Bouchard looked back and forth at the faces of the two councilmen, then said, “Lematte will kill any man who tries to get in his way this time, you can count on it.” He gave them a flat, wise grin. “Of course, you’ve already thought of that. I reckon that’s why you don’t want to risk calling for a special election. After what Lematte did to Freedman for just approaching him, imagine what he’d do to you two for trying to unseat him.”
“I’ll admit that has crossed our minds,” said Tinsdale. “But you wouldn’t have that to worry about. You’ve got as many men working for you as he has.”
“I have good, hard-working drovers,” said Bouchard. “Lematte has gunmen, thieves, and murderers. My men will fight if I ask them to…they’ll die for the Double D if I ask them to. But I won’t ask them to. I won’t put them against men like Lematte’s. I have no right to ask that of them. If you want this man out of office, you best get busy doing it legally.”

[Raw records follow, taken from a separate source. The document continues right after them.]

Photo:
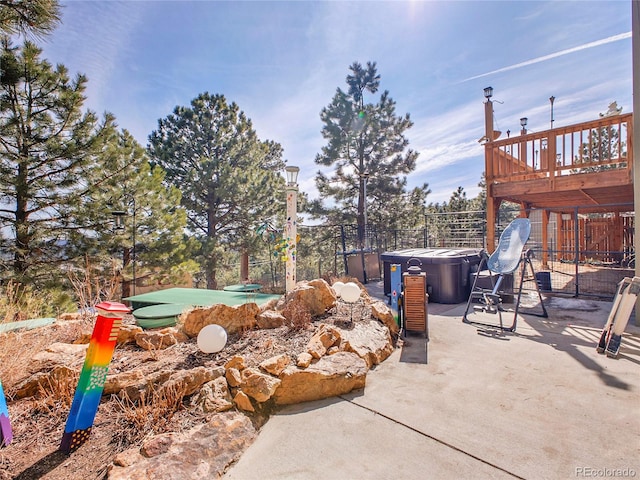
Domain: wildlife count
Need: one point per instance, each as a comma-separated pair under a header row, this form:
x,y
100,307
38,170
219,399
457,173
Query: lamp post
x,y
119,226
488,114
291,227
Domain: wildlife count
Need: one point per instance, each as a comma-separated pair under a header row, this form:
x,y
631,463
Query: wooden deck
x,y
587,165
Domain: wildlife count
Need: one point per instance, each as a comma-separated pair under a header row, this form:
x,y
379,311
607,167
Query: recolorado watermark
x,y
591,472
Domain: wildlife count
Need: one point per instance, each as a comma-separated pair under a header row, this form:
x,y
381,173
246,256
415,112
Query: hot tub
x,y
447,270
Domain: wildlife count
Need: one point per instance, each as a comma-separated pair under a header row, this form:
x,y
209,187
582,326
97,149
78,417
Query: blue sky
x,y
281,62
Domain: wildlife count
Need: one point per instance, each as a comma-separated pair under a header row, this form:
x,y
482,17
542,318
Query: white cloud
x,y
551,56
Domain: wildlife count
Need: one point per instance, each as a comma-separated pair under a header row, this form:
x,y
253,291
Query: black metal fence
x,y
586,255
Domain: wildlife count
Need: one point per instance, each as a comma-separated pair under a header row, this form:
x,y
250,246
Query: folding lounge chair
x,y
623,303
504,261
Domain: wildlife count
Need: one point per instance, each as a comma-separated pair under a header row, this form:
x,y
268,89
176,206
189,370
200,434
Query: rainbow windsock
x,y
93,376
6,434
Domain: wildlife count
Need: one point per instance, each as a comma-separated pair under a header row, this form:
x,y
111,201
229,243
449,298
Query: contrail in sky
x,y
597,43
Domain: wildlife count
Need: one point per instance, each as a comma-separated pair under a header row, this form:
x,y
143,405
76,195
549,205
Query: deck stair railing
x,y
587,147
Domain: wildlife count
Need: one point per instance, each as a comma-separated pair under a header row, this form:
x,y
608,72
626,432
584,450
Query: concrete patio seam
x,y
431,437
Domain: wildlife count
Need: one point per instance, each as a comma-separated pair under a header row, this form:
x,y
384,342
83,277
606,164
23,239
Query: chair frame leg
x,y
524,261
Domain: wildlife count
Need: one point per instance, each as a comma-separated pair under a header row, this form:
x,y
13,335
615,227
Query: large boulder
x,y
71,355
214,396
41,382
381,311
270,319
317,296
275,365
232,319
184,382
324,337
330,376
259,386
371,342
204,452
159,339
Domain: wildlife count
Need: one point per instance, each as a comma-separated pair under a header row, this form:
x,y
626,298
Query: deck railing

“And meanwhile,” said Tinsdale, “when he hears of it and begins tearing this town apart, killing us! What then, Bouchard?”
Gains Bouchard stood up and said, “Councilmen, you brought me here to ask me to break the law…but I won’t do it. I reckon I’m not as crude and uncivilized as you thought I am.” He looked at Tinsdale and said, “If Lematte got out of hand, went on a killing rampage the way you seem to think he will, it goes without saying that I’d try to stop him. It would be my civic duty. But that’s all I can say on the matter for now. If all you want is somebody to do some killing for you, go hire yourselves a gunman.” He gestured toward the door. “Right now, I plan on taking these men to the saloon and buying them whiskey. I don’t think that would be out of line, do you, Councilmen?”